Plus drôle, le rire. Kundera prend un passage de L’Idiot où Evguéni Pavlovitch bavarde lors d’une promenade avec trois jeunes filles qui ne cessent de rire. A un moment donné, il prend conscience que ces rires couvrent sa voix, et donc qu’elles ne peuvent rire de ce qu’il dit et que finalement elles ne l’écoutent pas. Il a soudain « un éclat de rire ». Kundera conclut de cette scène que ce sont souvent ceux qui rient le plus qui n’ont aucun sens de l’humour ; conclut que le vrai humour, rare celui-là, est du côté de Pavlovitch, qui éclate de rire de se rendre compte de cette « comique absence de comique » de ces filles. Enfin, Kundera extrapole en racontant qu’un jour, il regardait une émission de télévision, où les invités, écrivains, ministres, mannequins… riaient sans arrêt. Il imagine alors Pavlovitch arrivant sur le plateau et s’étonnant de ce rire sans raison comique. Il éclate alors de rire devant cette comique absence de comique, et est accepté finalement dans ce monde qui d’abord se méfiait de lui, que Kundera appelle « ce monde du rire sans humour ». Tragique, car Kundera est un tragique, il nous prévient que dans ce monde de rire sans humour, « nous sommes condamnés à (y) vivre. »
Enfin, Philip Roth et son Professeur de désir. Chez D.H. Lawrence, la liberté sexuelle est une révolte dramatique ou tragique. Chez Henry Miller, il s’agit d’une euphorie lyrique. Chez Roth, dont l’oeuvre est le point culminant de l’érotisme littéraire, le sexe a changé : il n’existe aucun « plus loin ». L’érotisme ne s’oppose plus à des lois, à des parents. « Tout est permis, et le seul ennemi est notre propre corps, dénudé, désenchanté, démasqué. » Roth « est le poète de cette étrange solitude de l’homme abandonné face à son corps. »
Kundera explique ensuite que l’histoire va si vite que les personnages de Roth n’ont plus la mémoire de ce qu’était l’amour du temps des parents et des grands-parents. C’est pour ça, nous dit-il, que les personnages de Roth passent leurs temps à lire Tchekhov, Henry James ou Kafka. Ils passent du temps à les lire pour retrouver d’autres définitions de l’amour que celle, contemporaine, difficile à vivre.

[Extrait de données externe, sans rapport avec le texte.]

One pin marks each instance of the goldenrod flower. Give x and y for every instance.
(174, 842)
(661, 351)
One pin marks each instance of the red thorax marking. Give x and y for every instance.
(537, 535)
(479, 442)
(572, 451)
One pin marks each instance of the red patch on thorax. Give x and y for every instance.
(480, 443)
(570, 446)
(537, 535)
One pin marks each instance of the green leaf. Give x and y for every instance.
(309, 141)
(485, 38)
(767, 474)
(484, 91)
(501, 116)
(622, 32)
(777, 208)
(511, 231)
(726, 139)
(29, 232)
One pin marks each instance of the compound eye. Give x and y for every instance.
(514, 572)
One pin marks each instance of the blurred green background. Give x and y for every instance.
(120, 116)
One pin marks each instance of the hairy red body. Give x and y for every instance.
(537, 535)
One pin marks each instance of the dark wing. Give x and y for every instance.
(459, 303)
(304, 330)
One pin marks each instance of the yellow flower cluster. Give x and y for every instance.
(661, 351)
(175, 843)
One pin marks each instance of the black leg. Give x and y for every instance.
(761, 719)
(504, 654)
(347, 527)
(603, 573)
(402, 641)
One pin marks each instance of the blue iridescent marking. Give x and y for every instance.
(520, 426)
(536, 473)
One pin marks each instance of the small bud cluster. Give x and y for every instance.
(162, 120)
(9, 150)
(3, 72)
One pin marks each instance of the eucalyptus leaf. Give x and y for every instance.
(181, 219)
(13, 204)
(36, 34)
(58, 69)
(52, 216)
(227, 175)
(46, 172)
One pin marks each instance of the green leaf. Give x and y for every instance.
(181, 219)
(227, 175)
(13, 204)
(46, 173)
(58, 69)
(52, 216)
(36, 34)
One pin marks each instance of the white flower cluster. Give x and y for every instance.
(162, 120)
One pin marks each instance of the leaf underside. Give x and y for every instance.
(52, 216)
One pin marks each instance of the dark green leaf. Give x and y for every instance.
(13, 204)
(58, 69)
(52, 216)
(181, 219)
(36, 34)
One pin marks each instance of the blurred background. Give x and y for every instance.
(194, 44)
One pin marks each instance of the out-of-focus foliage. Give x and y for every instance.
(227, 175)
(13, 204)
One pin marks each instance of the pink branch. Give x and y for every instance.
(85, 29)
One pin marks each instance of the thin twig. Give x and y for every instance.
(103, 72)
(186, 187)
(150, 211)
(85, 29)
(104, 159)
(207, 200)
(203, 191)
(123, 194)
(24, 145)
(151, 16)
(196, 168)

Kundera, romancier-penseur, fait ici revivre quelques grands noms, surtout du passé. Avec la liberté de la vieillesse, avec la liberté de ne pas être un moderne à tout prix, avec la liberté ne pas suivre le troupeau, il revisite avec une intelligence extraordinaire l’oeuvre de ces artistes qui constituent son panthéon. Hannah Arendt peut se rassurer, elle qui avait peur que les grands artistes ne survivent « à une version divertissante de ce qu’ils ont à dire ». La culture est encore entre de bonnes mains.